Stop waiting for the killer app.
Last night, a friend sent me a WeChat message:
“GPT-5.4 has been released. It can operate a computer on its own. What's the difference between this and Manus? And what's the difference with OpenClaw? Aren't they all for getting work done?”
I thought for a while and replied to him:
“You're asking the wrong question. You should be asking: What on earth is going on when you look at all these things together?”
1. The “killer app” that everyone is waiting for may never come
In the past two years, if you've followed the discussions in the AI field, you must have heard this kind of voice:
“The model itself isn't important. What matters is the applications on it.”
“Invest in the application layer because the winners in the infrastructure have already been determined.”
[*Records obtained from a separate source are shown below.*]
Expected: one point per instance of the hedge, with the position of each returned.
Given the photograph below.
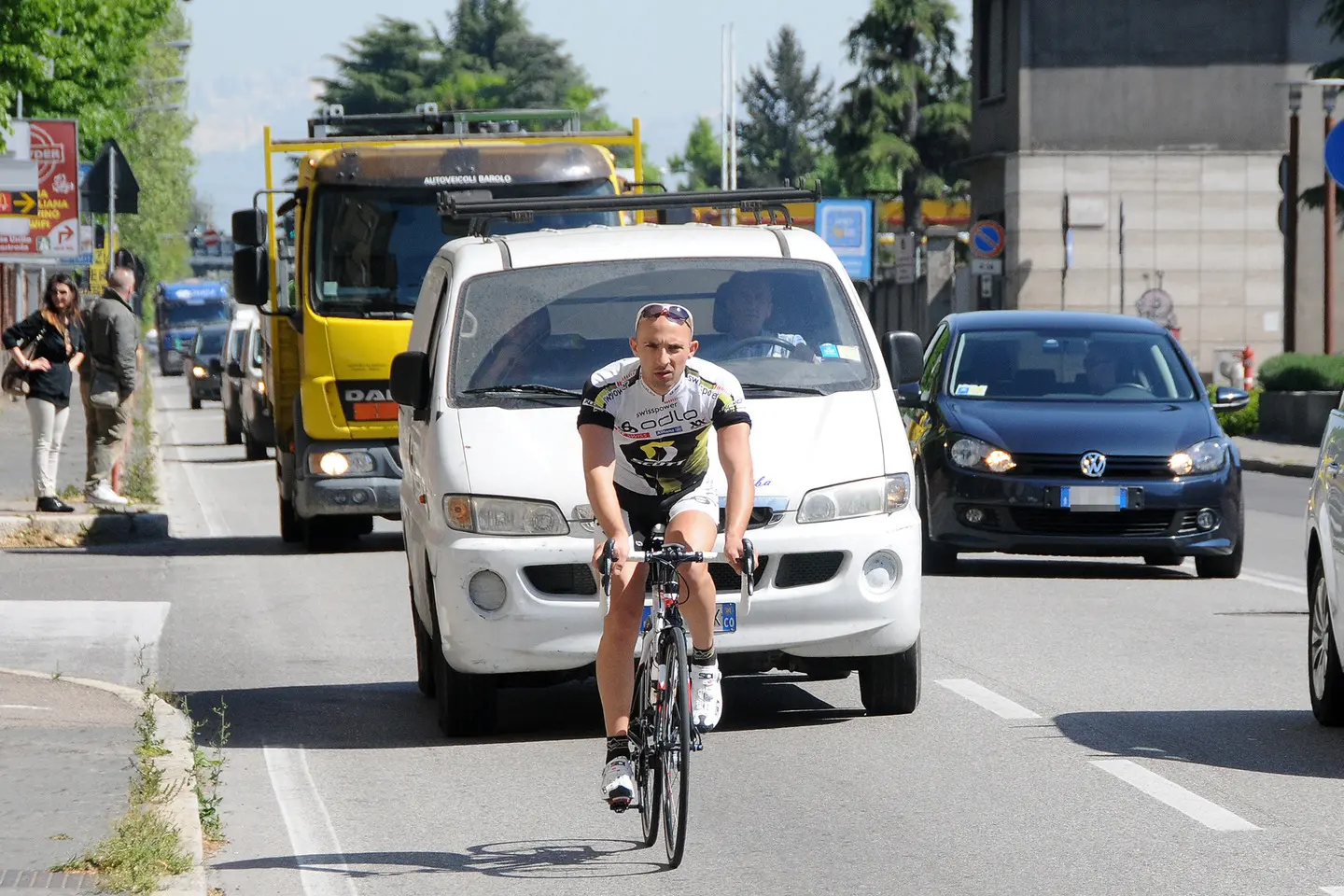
(1295, 372)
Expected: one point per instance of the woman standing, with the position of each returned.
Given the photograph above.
(58, 335)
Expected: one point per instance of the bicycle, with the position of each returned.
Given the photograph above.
(662, 735)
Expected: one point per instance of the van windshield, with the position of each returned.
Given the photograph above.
(782, 327)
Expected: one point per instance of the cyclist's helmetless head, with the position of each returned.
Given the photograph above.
(665, 340)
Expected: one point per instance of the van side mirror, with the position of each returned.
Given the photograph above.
(410, 381)
(249, 227)
(250, 277)
(903, 354)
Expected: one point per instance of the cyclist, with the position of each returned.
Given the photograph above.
(645, 425)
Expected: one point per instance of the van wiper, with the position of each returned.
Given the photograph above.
(796, 390)
(522, 388)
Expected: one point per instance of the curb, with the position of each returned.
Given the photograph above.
(183, 809)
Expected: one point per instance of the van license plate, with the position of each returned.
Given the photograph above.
(724, 618)
(1093, 497)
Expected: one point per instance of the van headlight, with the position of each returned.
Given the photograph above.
(341, 462)
(503, 516)
(866, 497)
(1202, 457)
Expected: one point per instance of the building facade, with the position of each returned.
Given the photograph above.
(1148, 134)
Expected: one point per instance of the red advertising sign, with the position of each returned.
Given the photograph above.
(54, 231)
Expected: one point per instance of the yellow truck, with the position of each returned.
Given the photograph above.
(336, 271)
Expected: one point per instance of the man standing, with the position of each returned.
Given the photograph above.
(113, 337)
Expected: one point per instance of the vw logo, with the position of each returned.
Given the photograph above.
(1093, 464)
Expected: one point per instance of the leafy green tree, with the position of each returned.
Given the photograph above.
(788, 112)
(904, 119)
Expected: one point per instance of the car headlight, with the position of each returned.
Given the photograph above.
(1202, 457)
(977, 455)
(341, 462)
(866, 497)
(503, 516)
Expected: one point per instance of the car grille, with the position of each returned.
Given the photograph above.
(1068, 467)
(797, 569)
(1124, 525)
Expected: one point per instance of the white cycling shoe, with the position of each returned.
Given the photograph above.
(706, 696)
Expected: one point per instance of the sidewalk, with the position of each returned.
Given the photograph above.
(1261, 455)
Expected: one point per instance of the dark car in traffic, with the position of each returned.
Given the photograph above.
(1071, 434)
(203, 366)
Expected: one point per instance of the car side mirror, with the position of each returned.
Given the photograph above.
(1230, 399)
(903, 354)
(410, 381)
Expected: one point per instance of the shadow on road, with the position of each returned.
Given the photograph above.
(396, 715)
(532, 859)
(1276, 742)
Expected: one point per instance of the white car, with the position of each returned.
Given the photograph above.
(1324, 568)
(498, 534)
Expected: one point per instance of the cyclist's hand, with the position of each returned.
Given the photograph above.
(733, 551)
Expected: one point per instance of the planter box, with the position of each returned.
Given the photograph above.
(1295, 416)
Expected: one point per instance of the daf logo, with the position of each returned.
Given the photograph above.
(1093, 464)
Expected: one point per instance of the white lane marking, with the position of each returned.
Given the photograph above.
(1169, 791)
(321, 864)
(998, 704)
(214, 519)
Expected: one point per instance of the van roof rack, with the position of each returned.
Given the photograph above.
(480, 208)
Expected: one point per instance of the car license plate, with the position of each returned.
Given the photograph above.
(724, 618)
(1093, 497)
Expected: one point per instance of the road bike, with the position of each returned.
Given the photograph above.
(662, 735)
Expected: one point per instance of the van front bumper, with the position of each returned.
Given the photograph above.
(812, 599)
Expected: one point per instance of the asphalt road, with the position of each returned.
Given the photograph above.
(1086, 727)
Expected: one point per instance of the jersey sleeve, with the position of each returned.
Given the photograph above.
(730, 406)
(593, 407)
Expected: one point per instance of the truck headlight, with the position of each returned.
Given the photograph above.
(341, 462)
(866, 497)
(1202, 457)
(503, 516)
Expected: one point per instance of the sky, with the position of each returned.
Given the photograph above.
(253, 63)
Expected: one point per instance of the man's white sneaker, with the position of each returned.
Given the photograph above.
(619, 782)
(706, 696)
(104, 495)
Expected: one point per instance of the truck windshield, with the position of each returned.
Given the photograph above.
(782, 327)
(374, 245)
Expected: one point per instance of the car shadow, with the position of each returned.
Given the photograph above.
(534, 859)
(396, 715)
(1274, 742)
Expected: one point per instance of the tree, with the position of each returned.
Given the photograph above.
(703, 160)
(788, 112)
(904, 121)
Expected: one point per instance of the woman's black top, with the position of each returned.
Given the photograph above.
(54, 385)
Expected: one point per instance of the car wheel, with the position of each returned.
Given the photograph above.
(467, 704)
(890, 685)
(1323, 658)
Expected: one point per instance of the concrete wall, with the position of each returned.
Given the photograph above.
(1200, 226)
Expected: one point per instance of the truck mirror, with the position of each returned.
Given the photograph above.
(250, 281)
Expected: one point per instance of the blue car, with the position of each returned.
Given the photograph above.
(1071, 434)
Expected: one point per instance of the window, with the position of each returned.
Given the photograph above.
(992, 63)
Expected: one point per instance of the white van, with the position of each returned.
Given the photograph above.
(503, 592)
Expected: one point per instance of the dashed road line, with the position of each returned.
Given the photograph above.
(1169, 791)
(998, 704)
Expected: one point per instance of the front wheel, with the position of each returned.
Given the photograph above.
(675, 743)
(890, 685)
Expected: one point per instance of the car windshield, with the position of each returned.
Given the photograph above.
(1074, 366)
(781, 327)
(372, 246)
(183, 315)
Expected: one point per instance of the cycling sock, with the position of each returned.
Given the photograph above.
(619, 747)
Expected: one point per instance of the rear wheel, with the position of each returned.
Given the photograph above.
(1323, 658)
(890, 685)
(675, 743)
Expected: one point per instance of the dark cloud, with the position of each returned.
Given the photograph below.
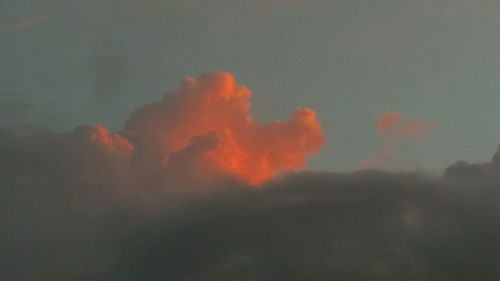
(62, 225)
(164, 200)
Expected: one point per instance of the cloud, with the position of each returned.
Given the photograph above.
(206, 122)
(395, 129)
(316, 226)
(93, 204)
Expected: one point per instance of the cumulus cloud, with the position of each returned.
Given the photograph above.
(25, 22)
(395, 129)
(83, 205)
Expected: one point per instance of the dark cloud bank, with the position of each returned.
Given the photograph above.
(58, 225)
(71, 209)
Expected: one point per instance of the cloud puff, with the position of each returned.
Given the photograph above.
(395, 129)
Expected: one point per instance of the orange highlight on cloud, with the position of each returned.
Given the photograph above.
(395, 128)
(204, 130)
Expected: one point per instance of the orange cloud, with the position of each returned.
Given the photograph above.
(395, 129)
(205, 130)
(25, 22)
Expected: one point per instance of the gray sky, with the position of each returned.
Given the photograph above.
(65, 63)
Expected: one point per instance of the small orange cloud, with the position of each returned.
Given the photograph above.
(395, 129)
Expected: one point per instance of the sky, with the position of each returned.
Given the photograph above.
(249, 140)
(66, 63)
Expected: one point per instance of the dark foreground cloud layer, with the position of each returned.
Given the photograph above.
(173, 196)
(77, 220)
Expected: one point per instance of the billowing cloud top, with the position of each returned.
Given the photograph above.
(204, 130)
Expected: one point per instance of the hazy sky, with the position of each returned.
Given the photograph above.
(68, 62)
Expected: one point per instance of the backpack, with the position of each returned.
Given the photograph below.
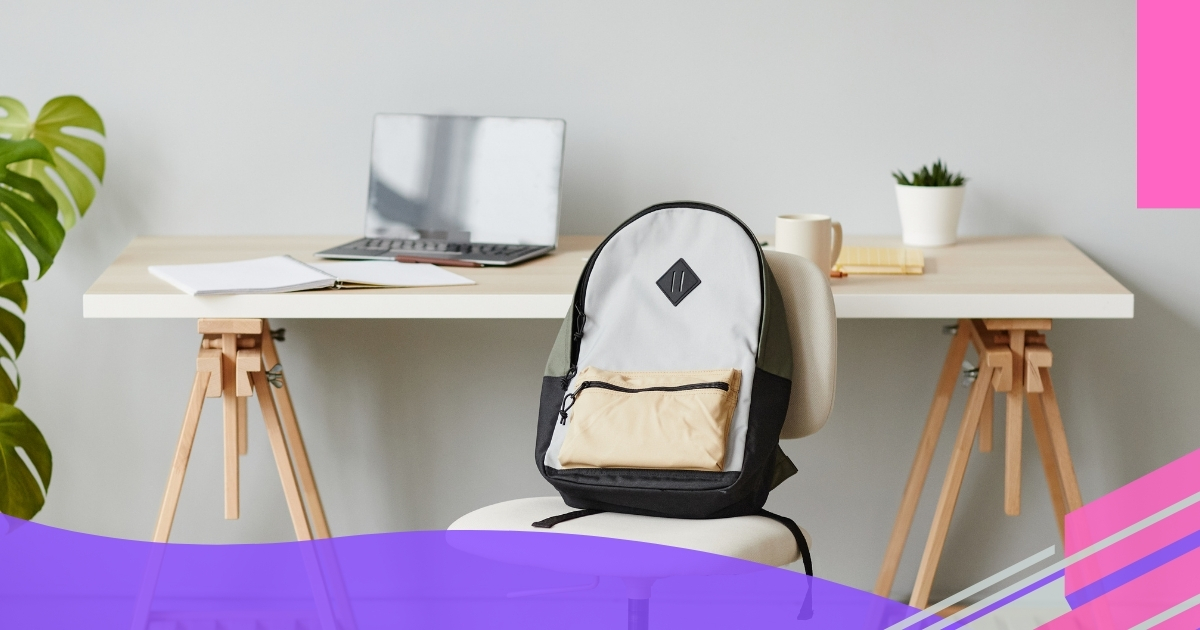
(669, 382)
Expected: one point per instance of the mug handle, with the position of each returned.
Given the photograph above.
(837, 243)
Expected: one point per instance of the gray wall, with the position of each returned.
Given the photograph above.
(241, 118)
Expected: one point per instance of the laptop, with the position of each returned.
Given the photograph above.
(461, 190)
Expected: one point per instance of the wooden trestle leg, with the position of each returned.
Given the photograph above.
(1014, 361)
(237, 360)
(925, 448)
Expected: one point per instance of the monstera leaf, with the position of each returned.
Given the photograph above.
(28, 213)
(19, 492)
(29, 220)
(53, 127)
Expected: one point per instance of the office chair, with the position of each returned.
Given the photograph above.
(813, 325)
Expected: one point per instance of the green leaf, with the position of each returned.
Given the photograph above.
(15, 293)
(12, 328)
(57, 114)
(19, 492)
(15, 150)
(28, 213)
(7, 388)
(936, 174)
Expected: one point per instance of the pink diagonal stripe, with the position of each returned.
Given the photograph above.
(1168, 103)
(1125, 507)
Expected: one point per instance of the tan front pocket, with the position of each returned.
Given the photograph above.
(672, 420)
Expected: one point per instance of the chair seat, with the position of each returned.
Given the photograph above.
(748, 538)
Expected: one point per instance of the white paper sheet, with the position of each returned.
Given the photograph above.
(277, 274)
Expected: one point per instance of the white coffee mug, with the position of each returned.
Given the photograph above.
(814, 237)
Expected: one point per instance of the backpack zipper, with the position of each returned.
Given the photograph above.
(600, 384)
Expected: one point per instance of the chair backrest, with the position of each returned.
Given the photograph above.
(813, 327)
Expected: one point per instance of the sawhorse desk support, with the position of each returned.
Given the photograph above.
(238, 359)
(1013, 360)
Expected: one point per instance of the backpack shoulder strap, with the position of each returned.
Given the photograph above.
(546, 523)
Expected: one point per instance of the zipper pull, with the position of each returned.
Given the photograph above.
(565, 407)
(568, 402)
(567, 379)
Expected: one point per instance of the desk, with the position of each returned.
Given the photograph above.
(1012, 277)
(1002, 291)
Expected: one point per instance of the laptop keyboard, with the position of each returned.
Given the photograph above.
(417, 246)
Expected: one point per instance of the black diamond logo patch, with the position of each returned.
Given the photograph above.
(678, 282)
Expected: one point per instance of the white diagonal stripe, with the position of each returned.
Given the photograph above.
(975, 588)
(1075, 557)
(1168, 613)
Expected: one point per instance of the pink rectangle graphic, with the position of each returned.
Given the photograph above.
(1168, 103)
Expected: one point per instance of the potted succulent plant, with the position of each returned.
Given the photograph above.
(930, 202)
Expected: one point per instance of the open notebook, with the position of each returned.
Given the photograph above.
(283, 274)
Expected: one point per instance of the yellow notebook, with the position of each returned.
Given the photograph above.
(881, 261)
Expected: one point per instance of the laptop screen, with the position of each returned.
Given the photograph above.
(466, 179)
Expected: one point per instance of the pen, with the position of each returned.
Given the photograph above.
(445, 262)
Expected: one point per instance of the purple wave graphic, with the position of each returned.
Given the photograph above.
(54, 579)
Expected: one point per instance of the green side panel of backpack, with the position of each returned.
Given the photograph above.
(774, 342)
(559, 361)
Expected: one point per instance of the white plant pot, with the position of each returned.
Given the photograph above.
(929, 215)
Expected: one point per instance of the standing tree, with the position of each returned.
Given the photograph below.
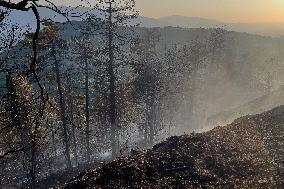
(115, 15)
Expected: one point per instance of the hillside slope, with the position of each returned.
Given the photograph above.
(249, 153)
(255, 106)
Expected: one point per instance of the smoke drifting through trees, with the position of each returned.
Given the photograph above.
(114, 87)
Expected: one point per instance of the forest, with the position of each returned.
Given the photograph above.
(100, 92)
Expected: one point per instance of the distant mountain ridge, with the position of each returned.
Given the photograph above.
(266, 29)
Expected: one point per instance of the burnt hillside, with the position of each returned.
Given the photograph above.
(249, 153)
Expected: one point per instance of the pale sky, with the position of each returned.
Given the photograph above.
(223, 10)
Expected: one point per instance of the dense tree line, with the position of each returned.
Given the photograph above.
(108, 88)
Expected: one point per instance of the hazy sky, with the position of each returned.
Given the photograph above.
(223, 10)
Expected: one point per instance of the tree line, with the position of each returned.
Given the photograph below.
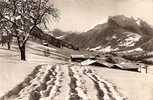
(19, 17)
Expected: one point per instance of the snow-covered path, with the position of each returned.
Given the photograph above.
(63, 81)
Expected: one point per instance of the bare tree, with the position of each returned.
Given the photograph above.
(23, 16)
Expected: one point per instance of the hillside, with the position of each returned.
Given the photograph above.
(119, 33)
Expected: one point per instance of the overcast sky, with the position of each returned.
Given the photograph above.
(81, 15)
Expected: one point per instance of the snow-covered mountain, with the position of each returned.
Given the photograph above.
(118, 33)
“The day when the killer app appears is when the AI bubble will be truly verified.”
This sounds quite reasonable. Isn't this how the history of the Internet has been? The TCP/IP protocol is very important, but ordinary people have no idea what it is. What people know are Netscape, Amazon, and WeChat. The same goes for the mobile Internet. Android and iOS are the foundations, but what really changes people's lives are Douyin, Meituan, and Uber.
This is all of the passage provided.